Ele refletiu: Li Qingluo tinha apenas uma filha, Wang Yuyan.
E Wang Yuyan era devotada a Murong Fu; no desfecho da história, voltou para cuidar dele ao lado de Abi.
O amor de Wang Yuyan por Murong Fu era tão profundo que chegou ao ponto de perdoar o assassinato acidental da própria mãe, Li Qingluo, retornando ao lado de seu primo para cuidar dele com Abi, mesmo após a loucura.
Tão distorcido quanto obstinado era esse amor!
Embora Wang Yuyan fosse prima de Murong Fu, na Dinastia Song casamentos entre primos não eram tabu, e, de fato, eles não tinham laços consanguíneos — Wang Yuyan era, na verdade, Duan Yuyan, sem nenhuma relação com o famoso “velho Wang” do bairro.
Portanto, ao desposar Wang Yuyan, Murong Fu alcançaria o auge da vida!
Ela era filha única, e toda a fortuna de Li Qingluo seria dela — e, consequentemente, de Murong Fu.
As técnicas marciais do Salão de Jade também passariam a levar o nome Murong.
O avô materno de Wang Yuyan era Wuyazi, e a avó, Li Qiushui, podendo facilitar a ligação de Murong Fu com a Seita dos Livres.
Li Qiushui era princesa-viúva de Xixia, cujo filho era o imperador de Xixia, logo, o tio de Wang Yuyan era o imperador.
Seu pai biológico era o Príncipe de Zhen Nan, Duan Zhengchun; e o avô adotivo, o velho monstro das Estrelas, Ding Chunqiu.
Com isso, ao tomar Wang Yuyan por esposa, Murong Fu estaria ligado a metade dos personagens do Dragão Celestial.
Ainda que esses laços fossem tênues, Murong Fu era especialista em aquecê-los, aproveitando ao máximo cada relação.
E Wang Yuyan, por si só, era a maior teórica de artes marciais da história, a crítica cinco estrelas.

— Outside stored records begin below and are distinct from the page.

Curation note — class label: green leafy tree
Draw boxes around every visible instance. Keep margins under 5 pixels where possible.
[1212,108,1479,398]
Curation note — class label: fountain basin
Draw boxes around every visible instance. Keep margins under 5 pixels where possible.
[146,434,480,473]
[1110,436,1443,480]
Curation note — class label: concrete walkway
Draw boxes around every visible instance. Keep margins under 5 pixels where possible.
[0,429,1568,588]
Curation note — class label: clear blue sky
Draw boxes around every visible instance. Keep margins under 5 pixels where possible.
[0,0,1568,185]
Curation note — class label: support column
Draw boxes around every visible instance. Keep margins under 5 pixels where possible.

Até Qiao Feng, ao demonstrar suas habilidades no Bosque das Ameixeiras, ansiava por uma avaliação da crítica cinco estrelas Wang Yuyan.
No campo das artes marciais, Wang Yuyan seria de imensa ajuda para Murong Fu.
Recusar esse apoio seria uma tolice sem tamanho.
E sobre o preconceito de “viver às custas de mulher”?
Que mal há nisso?
O próprio Imperador Gaozu viveu às custas de Lü Zhi; Zhu Yuanzhang também contou com o apoio da Imperatriz Ma.
Se o desenvolvimento futuro for como o de um dragão, até um genro pode dominar o próprio sogro!
Lutar pelo melhor “conforto” também é uma forma de esforço!
— Finalmente entendi! — disse Murong Fu, olhando para Azhu e Abi, com voz firme.
— O que o senhor compreendeu? — perguntou Abi, curiosa.
— Entendi Wang Yuyan — respondeu Murong Fu, distraidamente.
Abi ficou cheia de interrogações.
Azhu também demonstrou um olhar de dúvida.
Murong Fu percebeu a gafe e, apressando-se, explicou: — É que decidi ir à Mansão Mandala pedir a mão de Yuyan, minha prima.